Olympic Archery Explained: Draw Weight

There’s no question the archers who will compete in the Olympic games in Rio this summer are the best Olympic recurve archers their home countries have to offer.

They train hard, shooting their bows for many hours every day. And they’ve been doing that for years.

So it’s no stretch to think of these athletes as the strongest Olympic recurve archers in the world. That is, they are the archers who have the most finely-tuned archery muscles.


Archery is known for using a unique combination of muscles in the back, arms, shoulders and core.

These Olympic competitors have to be shooting the bows with the heaviest draw weights of any archers, right?

Sixty, 70 pounds?

That is, after all, what we typically hear about in discussions of the upper end of draw weights in archery.

Guess again.

How about roughly 40-48 pounds for the women, and 45-55 pounds for the men.


Brady Ellison, the top American male archer heading to Rio, typically draws 53 pounds. Mackenzie Brown, America’s only female archer competing in the games, draws 46.5 pounds.

Usually, when you hear discussions about draw weights pushing 70 pounds, the archers are talking about shooting compound bows.


Regardless of the type of bow being shot, heavier draw weights allow for greater arrow speeds and flatter arrow trajectories. This can help an arrow cut through the wind with less drift and more accuracy.

In drawing an Olympic recurve bow, the draw weight actually gets heavier the farther the bow is drawn back. A 70-inch-long, takedown recurve bow – common among Olympic recurve competitors – reaches its marked draw weight when the archer draws the bow to 28 inches. So a bow that’s marked as having a 44-pound draw weight, hits that mark when the bowstring is pulled back 28 inches.

Some archers have long wingspans and draw lengths, drawing their bowstrings beyond 28 inches. Their bows continue to increase in draw weight by approximately 2-3 pounds per inch beyond 28 inches.

At full draw, Brady Ellison holds 53 pounds of tension on the first three fingers of his right hand.

Compound bows, on the other hand, have what’s called let-off. The bows, which employ grooved pulleys – called cams – and cables, reach their peak draw weights roughly halfway through the draw cycle. When the cam rolls over, the draw weight lets off, so the archer is holding significantly less poundage at full draw.

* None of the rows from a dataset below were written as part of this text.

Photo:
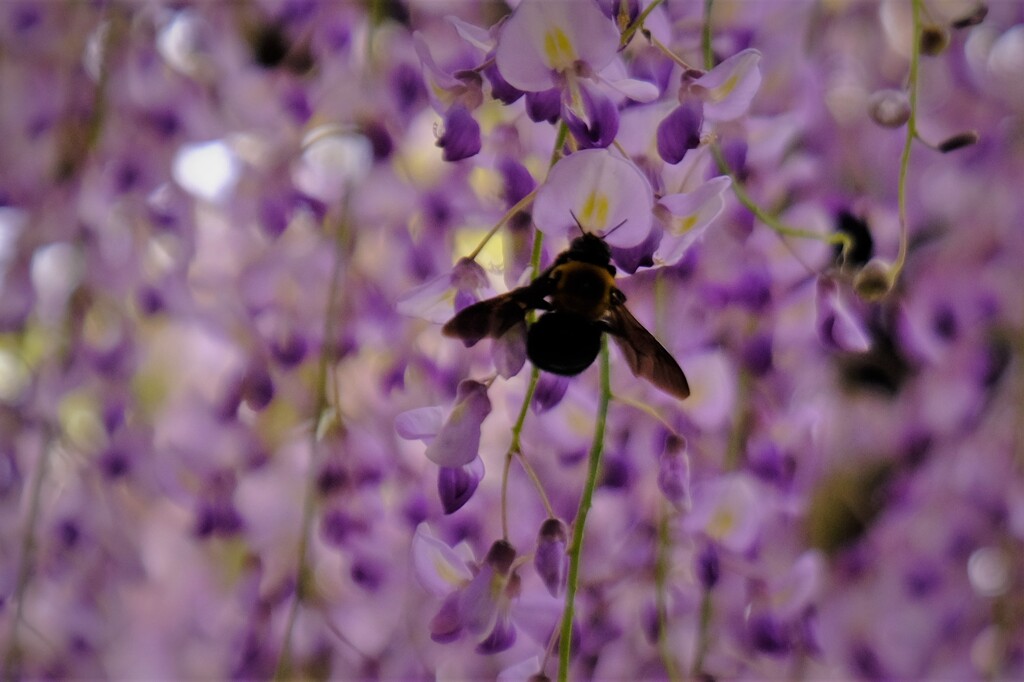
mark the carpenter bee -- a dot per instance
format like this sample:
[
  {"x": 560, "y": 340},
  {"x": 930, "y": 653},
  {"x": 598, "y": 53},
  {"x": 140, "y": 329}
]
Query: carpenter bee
[{"x": 580, "y": 301}]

Most modern compound bows have anywhere from 65-85 percent let-off. Using that range, an archer drawing a bow with a 70-pound draw weight would hold 24.5 – 10.5 pounds of string tension at full draw, thanks to the let-off.

And nearly all compound archers today are holding that weight with a mechanical release that’s either strapped to their wrist or held in their hand. Their fingers don’t touch the bowstring.

So while Olympic recurve archers typically do not draw as much weight as compound archers, they’re probably holding anywhere from two to five times more weight at full draw than most compound archers. And that’s when holding steady is most critical to accuracy.

A competitive Olympic recurve archer regularly trains by shooting an average of 300 arrows per day. The cumulative weight that’s drawn, held and release with their fingers is between 7 and 8 tons.

During an Olympic competition day, archers can shoot nearly 100 arrows between scoring and practice ends, totaling about 4,000 pounds of cumulative draw weight under the extreme stress of competition.